NOVEMBER CRIMINALS

Sam Munson’s 2010 novel “The November Criminals” was no great shakes—many readers noted that it seemed a debut written by someone who had read “The Catcher in the Rye” too many times—but the adaptation of it by writer-director Sacha Gervasi (who collaborated on the script with Steven Knight) so thoroughly defangs the book that the result is little more than a glorified afterschool special, and the fact that it’s strongly cast only adds to bewilderment about how it went so wrong.

The plot’s protagonist is Addison Schacht (Ansel Elgort), a senior at a Washington, D.C. high school who hides his grief over his mother’s sudden death with a show of manic energy. He’s smart and knows it, as the video diary he and his pal Phoebe (Chloë Grace Moretz) are filming shows: the entry with which the movie begins records him mailing his over-bulky application, complete with a twenty-two page essay instead of the requested three inches of typescript, to the University of Chicago’s Classics Department. In the book, he’s constantly spouting Latin and quoting Vergil; mercifully, that’s left out here, but also jettisoned is Munson’s portrayal of him as a small-time drug-dealer and a devotee of nasty Holocaust jokes. (In fact, the omission of those qualities makes nonsense of the title, which is never explained.) The movie’s Addison is a straight arrow, it seems.
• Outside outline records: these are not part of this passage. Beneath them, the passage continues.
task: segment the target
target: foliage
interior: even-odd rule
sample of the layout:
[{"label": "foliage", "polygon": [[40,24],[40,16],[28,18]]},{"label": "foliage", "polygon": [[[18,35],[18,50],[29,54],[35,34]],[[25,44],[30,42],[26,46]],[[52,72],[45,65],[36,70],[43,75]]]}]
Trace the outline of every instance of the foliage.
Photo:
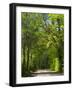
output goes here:
[{"label": "foliage", "polygon": [[63,72],[64,15],[21,14],[22,76],[39,69]]}]

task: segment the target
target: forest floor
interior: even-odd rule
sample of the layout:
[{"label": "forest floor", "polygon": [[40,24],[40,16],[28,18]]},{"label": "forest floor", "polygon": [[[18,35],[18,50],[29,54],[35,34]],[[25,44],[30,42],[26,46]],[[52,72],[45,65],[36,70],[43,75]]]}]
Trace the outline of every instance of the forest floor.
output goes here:
[{"label": "forest floor", "polygon": [[32,75],[33,76],[60,76],[60,75],[64,75],[64,74],[45,69],[45,70],[37,70],[37,71],[33,72]]}]

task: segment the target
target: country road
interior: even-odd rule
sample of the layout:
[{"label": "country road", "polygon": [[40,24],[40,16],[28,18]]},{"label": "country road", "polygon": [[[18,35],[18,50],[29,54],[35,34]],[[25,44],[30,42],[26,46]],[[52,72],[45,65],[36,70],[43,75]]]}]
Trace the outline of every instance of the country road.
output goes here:
[{"label": "country road", "polygon": [[63,73],[58,73],[55,71],[50,71],[50,70],[37,70],[36,72],[32,73],[33,76],[60,76],[63,75]]}]

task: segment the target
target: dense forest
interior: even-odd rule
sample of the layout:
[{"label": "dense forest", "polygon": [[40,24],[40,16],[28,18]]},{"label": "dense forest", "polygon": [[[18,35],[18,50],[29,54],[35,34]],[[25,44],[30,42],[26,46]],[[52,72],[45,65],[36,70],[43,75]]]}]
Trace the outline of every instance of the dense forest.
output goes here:
[{"label": "dense forest", "polygon": [[21,13],[21,75],[37,70],[64,72],[64,15]]}]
After mailing his parcel Addison and Phoebe make a stop at a local coffee shop, where he banters in a show of literary sophistication with his friend and classmate Kevin (Jared Kemp), one of the baristas. Then they go off to Phoebe’s place, since she’s just requested that they have sex for the first time—she explains that she doesn’t want to leave for Yale in the fall as a virgin. In one of the movie’s few nice directorial touches, the camera remains focused on the coffee shop as the two drive away, their parking spot taken by a motorcyclist who, in a long shot, goes into the place and fires a gun. We later learn, as do Addison and Phoebe, that the man killed Kevin.
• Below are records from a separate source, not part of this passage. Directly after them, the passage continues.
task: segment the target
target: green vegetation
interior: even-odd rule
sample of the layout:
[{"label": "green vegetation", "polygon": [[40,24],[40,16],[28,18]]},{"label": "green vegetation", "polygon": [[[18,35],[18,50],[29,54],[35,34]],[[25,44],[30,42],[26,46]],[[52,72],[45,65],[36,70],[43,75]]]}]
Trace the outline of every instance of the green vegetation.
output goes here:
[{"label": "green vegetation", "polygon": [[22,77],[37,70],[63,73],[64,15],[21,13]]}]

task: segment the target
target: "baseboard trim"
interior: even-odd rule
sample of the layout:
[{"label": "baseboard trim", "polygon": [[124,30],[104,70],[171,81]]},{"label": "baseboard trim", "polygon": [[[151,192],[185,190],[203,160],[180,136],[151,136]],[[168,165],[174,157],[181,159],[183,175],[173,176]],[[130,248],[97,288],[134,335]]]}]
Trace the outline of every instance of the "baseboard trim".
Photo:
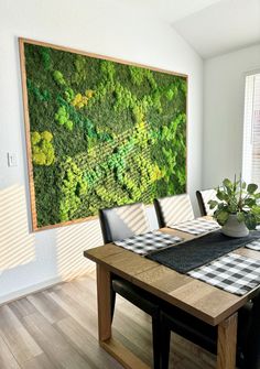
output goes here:
[{"label": "baseboard trim", "polygon": [[30,285],[29,287],[25,287],[25,289],[11,292],[4,296],[0,296],[0,306],[8,304],[12,301],[25,297],[26,295],[30,295],[31,293],[36,293],[36,292],[47,290],[62,282],[66,282],[66,280],[63,280],[62,278],[54,278],[48,281],[44,281],[37,284]]}]

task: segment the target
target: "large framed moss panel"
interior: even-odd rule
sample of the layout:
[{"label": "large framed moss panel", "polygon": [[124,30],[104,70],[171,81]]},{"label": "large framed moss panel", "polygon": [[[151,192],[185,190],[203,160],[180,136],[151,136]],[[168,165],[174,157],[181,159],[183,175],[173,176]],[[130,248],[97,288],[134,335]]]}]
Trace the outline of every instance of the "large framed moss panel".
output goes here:
[{"label": "large framed moss panel", "polygon": [[33,230],[185,193],[186,75],[19,43]]}]

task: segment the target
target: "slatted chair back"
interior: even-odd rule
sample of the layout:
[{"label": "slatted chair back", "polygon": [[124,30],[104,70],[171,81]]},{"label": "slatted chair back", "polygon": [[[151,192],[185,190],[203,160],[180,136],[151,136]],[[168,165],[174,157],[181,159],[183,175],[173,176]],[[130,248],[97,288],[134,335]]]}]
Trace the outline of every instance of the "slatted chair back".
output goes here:
[{"label": "slatted chair back", "polygon": [[175,195],[154,200],[158,221],[161,227],[194,219],[189,195]]}]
From this point the plot turns into a who-and-whydunnit. Since Kevin was black, the cops assume that the killing was gang-related, something Addison refuses to accept. He decides to investigate his friend’s death himself, despite the concern of his father Theo (David Strathairn), who’s still devastated by the loss of his wife, and the opposition of the school principal (Terry Kinney), who knows it will disrupt campus routine. Phoebe’s mother Fiona (Catherine Keener), a lobbyist, is also worried about her daughter being dragged into danger by helping Addison.

Yet Addison is undeterred. One might expect the movie to develop some excitement and suspense as he continues his inquiries, which eventually extend to meetings with several drug-dealers–menacing D Cash (Cory Hardrict), gonzo Noel (Danny Flaherty) and extra-twitchy Lorriner (Philip Ettinger). But it doesn’t, the scenes barely registering even as Addison’s drawn briefly into delivering drugs for information. Addison’s queries also take him to Kevin’s parents (Victor Williams and Opal Alladin), who tell him something unsettling that proves a key to solving the mystery—though, when it comes, the resolution is pretty flat and closure for Addison doesn’t really arrive until a sequence that accompanies the final credits, though whether you’ll want to stay around for that is doubtful.
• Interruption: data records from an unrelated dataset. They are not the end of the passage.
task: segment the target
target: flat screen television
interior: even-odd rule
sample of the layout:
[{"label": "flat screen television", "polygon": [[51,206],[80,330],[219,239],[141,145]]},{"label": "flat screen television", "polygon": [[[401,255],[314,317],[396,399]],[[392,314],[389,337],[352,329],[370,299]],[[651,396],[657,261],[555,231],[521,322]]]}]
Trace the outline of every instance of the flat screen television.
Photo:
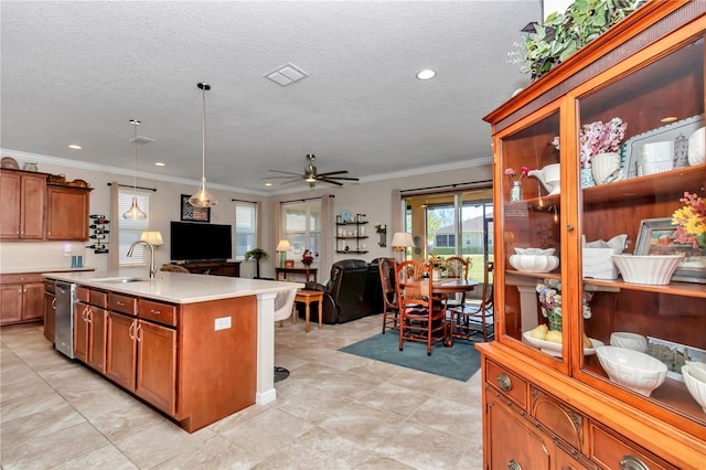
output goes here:
[{"label": "flat screen television", "polygon": [[172,261],[226,260],[233,255],[231,225],[171,223]]}]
Veterans Strathairn and Keener—especially the former—try to give some depth to the youngsters’ parents, but their efforts are largely unrewarded. The main burden falls on Elgort, who acts up a storm but can’t make either Addison’s cockiness or his fury especially convincing; there’s a pervasive superficiality to his performance that grows grating over the course of the picture’s eighty-five minutes, so that it’s difficult to muster much sympathy for the character when he’s put in jeopardy toward the close. Moretz has the more thankless role, which mostly consists of looking up adoringly at the taller Elgort as Addison fumbles his way through his search for answers. None of the supporting cast make much of a positive impression, with Hardrict, Flaherty and Ettinger veering toward unsavory stereotypes, as does Allie Marshall as a rich-bitch classmate. On the technical level the movie is mediocre, with washed-out cinematography by Mihai Malaimare, Jr. (though no one could have salvaged the video diary stuff). Editor Martin Pensa deserves credit for the brief running-time, though not much else; transitions are often muddled.

It’s doubtful that Munson’s book ever had the potential to become a consequential film, but it wasn’t inevitable that an adaptation should be as negligible as this.